Muslims quickly became an undercaste in Algeria itself, in spite of being the largest majority. Algerian Jews were granted speedy citizenship under the Cremieux decree, and given every right a citizen of the French republic enjoyed.
Stranded without hope
It wasn’t long before Algerians would seek out France for temporary work, remittances being the only means by which they could save entire villages from ruin and abject poverty.
France in turn, was in need of unskilled industrial labourers, and was already accustomed to using North African indentured conscripts on its front lines throughout World War I and II. By the 1970s, Algerian migration for work was no longer a phenomena, but a reality.
With the end of industrialisation, unemployment soared in France. Labour was no longer an upwards path to integration in French society, leaving many stranded.
This wasn’t to last. France was already in the process of shifting into a post-industrial economy, leaving many Muslim immigrants out of a job, lacking education or other skills and leaving them economically marginalised and stranded on the wrong side of the the social ladder. This wasn’t all too long ago.
The French Institute for Demographic Studies reports that unemployment only worsened in minorities as discrimination increased. Among the first wave of immigrants, 15 percent of male Algerians, 11 percent of Moroccans and Tunisians, and 10 percent of Turks were unemployed.
By the second generation, unemployment had gone from bad to worse.

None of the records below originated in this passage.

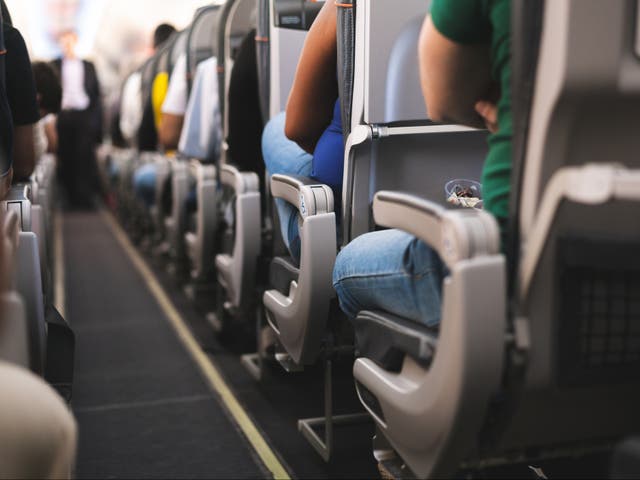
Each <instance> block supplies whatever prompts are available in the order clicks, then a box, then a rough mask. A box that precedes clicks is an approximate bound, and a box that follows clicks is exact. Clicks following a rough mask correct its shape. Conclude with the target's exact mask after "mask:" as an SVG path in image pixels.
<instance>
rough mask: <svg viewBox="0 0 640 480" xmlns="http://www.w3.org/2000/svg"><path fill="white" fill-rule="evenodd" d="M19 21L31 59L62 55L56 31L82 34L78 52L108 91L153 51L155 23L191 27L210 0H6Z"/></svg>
mask: <svg viewBox="0 0 640 480" xmlns="http://www.w3.org/2000/svg"><path fill="white" fill-rule="evenodd" d="M6 3H7V6H8V7H9V10H10V12H11V16H12V18H13V23H14V25H15V26H16V27H17V28H18V29H19V30H20V32H21V33H22V35H23V36H24V37H25V40H26V41H27V45H28V47H29V51H30V54H31V58H32V60H51V59H54V58H56V57H58V56H59V54H60V50H59V48H58V45H57V41H56V37H57V35H58V34H59V33H60V32H62V31H65V30H70V29H72V30H75V31H76V32H77V33H78V37H79V44H78V54H79V55H80V56H81V57H84V58H89V59H91V60H92V61H93V62H94V63H95V64H96V67H97V69H98V75H99V77H100V82H101V85H102V88H103V95H104V96H105V97H109V96H110V95H111V94H112V93H113V91H114V89H116V88H118V86H119V84H120V81H121V79H122V78H123V77H124V75H126V74H128V73H129V71H131V70H132V69H133V68H134V67H136V66H138V65H139V64H140V62H141V59H143V58H145V57H147V56H148V55H149V54H150V51H151V36H152V32H153V29H154V28H155V26H156V25H158V24H159V23H162V22H167V23H171V24H173V25H174V26H175V27H176V28H177V29H178V30H180V29H182V28H184V27H186V26H187V25H188V24H189V22H190V20H191V18H192V17H193V14H194V12H195V10H196V9H197V8H198V7H201V6H203V5H206V4H210V3H215V2H212V1H211V0H6Z"/></svg>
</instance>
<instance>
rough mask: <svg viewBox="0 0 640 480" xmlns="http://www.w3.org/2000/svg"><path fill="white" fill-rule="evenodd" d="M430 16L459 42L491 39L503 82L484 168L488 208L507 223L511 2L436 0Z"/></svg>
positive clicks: (440, 27)
mask: <svg viewBox="0 0 640 480" xmlns="http://www.w3.org/2000/svg"><path fill="white" fill-rule="evenodd" d="M431 19H432V21H433V24H434V26H435V27H436V28H437V29H438V31H439V32H440V33H441V34H442V35H444V36H445V37H447V38H448V39H450V40H452V41H454V42H456V43H460V44H478V43H489V44H490V45H491V74H492V76H493V79H494V80H495V81H497V82H498V83H499V85H500V92H501V93H500V100H499V101H498V132H497V133H495V134H491V135H489V153H488V155H487V158H486V160H485V164H484V168H483V171H482V191H483V197H484V208H485V210H487V211H489V212H490V213H492V214H493V215H494V216H495V217H496V218H497V219H498V221H499V222H500V225H501V227H502V231H503V234H504V230H505V228H504V226H505V225H506V219H507V217H508V215H509V191H510V182H511V137H512V133H513V128H512V123H511V63H510V38H511V6H510V0H433V3H432V5H431Z"/></svg>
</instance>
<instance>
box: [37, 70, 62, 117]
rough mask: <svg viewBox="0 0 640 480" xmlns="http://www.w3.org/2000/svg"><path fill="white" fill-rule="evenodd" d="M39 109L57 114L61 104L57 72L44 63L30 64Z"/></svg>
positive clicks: (58, 83) (59, 87)
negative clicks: (37, 94) (39, 101)
mask: <svg viewBox="0 0 640 480" xmlns="http://www.w3.org/2000/svg"><path fill="white" fill-rule="evenodd" d="M31 68H32V70H33V78H34V79H35V81H36V92H37V93H38V96H39V97H40V98H39V100H40V102H39V103H40V108H41V109H42V110H45V111H46V112H48V113H58V112H59V111H60V105H61V104H62V87H61V85H60V78H59V77H58V72H57V71H56V69H54V68H53V67H52V66H51V65H49V64H48V63H45V62H34V63H33V64H31Z"/></svg>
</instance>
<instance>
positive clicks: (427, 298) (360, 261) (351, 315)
mask: <svg viewBox="0 0 640 480" xmlns="http://www.w3.org/2000/svg"><path fill="white" fill-rule="evenodd" d="M445 274H446V267H445V266H444V264H443V263H442V261H441V260H440V257H439V256H438V254H437V253H436V252H434V251H433V250H432V249H431V248H429V247H428V246H427V245H425V244H424V243H423V242H421V241H420V240H418V239H417V238H415V237H414V236H412V235H410V234H408V233H405V232H401V231H399V230H383V231H379V232H371V233H367V234H365V235H361V236H360V237H358V238H356V239H355V240H353V241H352V242H351V243H350V244H349V245H347V246H346V247H345V248H344V249H342V251H341V252H340V254H339V255H338V258H337V259H336V264H335V268H334V271H333V285H334V288H335V289H336V292H337V294H338V299H339V300H340V307H341V308H342V310H343V311H344V312H345V313H346V314H347V315H348V316H349V317H350V318H355V317H356V315H357V314H358V312H360V311H362V310H383V311H386V312H389V313H392V314H395V315H397V316H399V317H403V318H406V319H408V320H413V321H415V322H418V323H423V324H426V325H428V326H436V325H437V324H438V323H440V310H441V298H442V280H443V279H444V277H445Z"/></svg>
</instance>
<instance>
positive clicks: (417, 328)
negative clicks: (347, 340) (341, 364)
mask: <svg viewBox="0 0 640 480" xmlns="http://www.w3.org/2000/svg"><path fill="white" fill-rule="evenodd" d="M353 326H354V330H355V334H356V348H357V350H358V353H359V355H360V356H363V357H366V358H369V359H371V360H373V361H374V362H376V363H377V364H378V365H380V366H381V367H382V368H384V369H385V370H388V371H391V372H399V371H400V370H401V368H402V361H403V359H404V356H405V355H409V356H411V357H412V358H413V359H414V360H415V361H416V362H418V364H420V365H421V366H423V367H425V368H427V367H429V365H430V364H431V361H432V359H433V356H434V354H435V349H436V344H437V337H438V330H437V329H433V328H429V327H426V326H424V325H420V324H417V323H415V322H412V321H409V320H405V319H403V318H400V317H396V316H394V315H391V314H388V313H381V312H370V311H364V312H360V314H358V317H357V318H356V319H355V320H354V322H353Z"/></svg>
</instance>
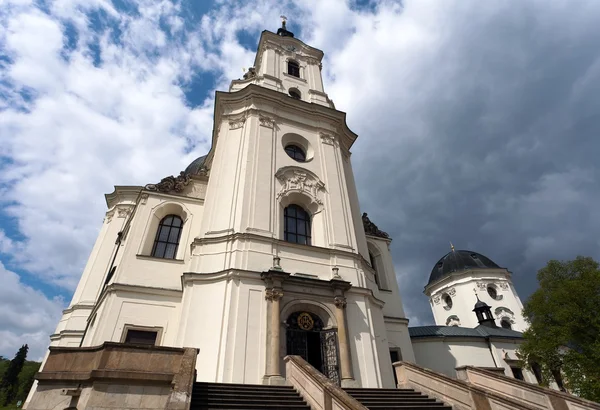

Among Algerians, Moroccans and Tunisians unemployment had risen to 17 percent. For Turks, it nearly doubled to 19 percent. Immigrant unemployment was much higher than the native French average.
Housing for the masses
Soon after World War II, France implemented mass low-cost public housing development projects. To indigenous French citizens, they were described as ‘shoddily-built, uniform and aesthetically unappealing’.
But to Muslim immigrants, they were a blessing compared to housing lacking heat, water, private and bathrooms. They would soon discover the new cites were isolated from public transportation, social areas, and presented difficulties getting to work.
With the lack of a better alternative, the enclaves were predominantly lived in by immigrants, as the socially-mobile French moved into better neighbourhoods. In time, they would become ghettos. Rising immigrant rates meant most working-age immigrants relied on some form of welfare. Schools filled with immigrants became less and less a means to social mobility, as the dream of ‘making-it’ died out.
Dead dreams
Second and third-generation immigrants became more susceptible to gangs, drugs, and antisocial behaviour; reducing prospects for immigrants as a whole to dig themselves out of poverty and squalor.
In a vicious cycle, French social welfare ensured the ghetto’s marginalised and isolated survived. Disenfranchisement would rise further, as ghetto culture and mannerisms became the perfect targets for police crackdowns.
“Prison populations jumped significantly with this ghettoisation. More than half of the French prison population is Muslim,” says Marouane Mohammed, former director of the Muslim Association for Islam in France, speaking to TRT World.
“They don’t feel alive. They live in purgatory. No parks. No cafes. Their jobs don’t pay enough for them to feel like they are real jobs. Even if you are academically successful, you’re not likely to go far. Discrimination based on your name and area code is the norm,” says Mohammed.
Collapsing centre
But this is no longer limited to France’s Muslims. The gilet jaune (yellow vest) movement reflects growing discontent with pervasive economic insecurity.
As with the disruptive end of the industrial era, the rise of the knowledge economy put industrial and post-industrial jobs in dire conditions. With a new economy reliant on global financial instruments, technology and specialized skills; the beneficiaries are few, at the expense of the many.
With rising costs of living, housing and a shrinking middle class, Muslim immigrants and the indigneous French alike face the same challenges. For second and third-generation Muslim immigrants in the banlieues, this serves as yet another confirmation that the path upwards and out is blocked.
Denied a necessary middle class, Muslim immigrants are socially immobilised, cash-strapped, and discriminated against. French calls for creating a 'French Islam', is seen with widespread suspicion given France’s legacy of using religion as a means of social control in colonial territories.
Colonial France promoted pacifist religion to minimise resistance, while nearly eradicating the practice and memory of Islam by cracking down on schools and religious instruction. If it weren't for the efforts of reformist scholars such as Abdelhamid bin Badis over more than a century who collectively struggled to keep religion and literacy alive; it's likely Algerians would speak only French today and know nothing of Islam.
Meanwhile, genuine efforts at engaging Muslims have long since collapsed. Under French President Sarkozy’s term, authorities created the French Council of the Muslim Faith in 2003, which would represent major immigrant groups (Algerian, Moroccan and Turkish) as well as Islamic organizations. With low credibility to begin with, the council has developed the reputation of being an arena of rivalries and in-fighting between ideological factions.
While some Muslim immigrants are making their way into the middle class, an uphill battle remains where they must not only prove themselves, but feature their ‘Frenchness’. For North Africans who witness firsthand how ‘Frenchness’ treats them daily, or recall the tales of deprivation and bloodlust their forefathers paid for; the price is a bitter one for survival.
For the majority still in the ghettos, there is no path ahead for the taking: just bleak, second-class existence.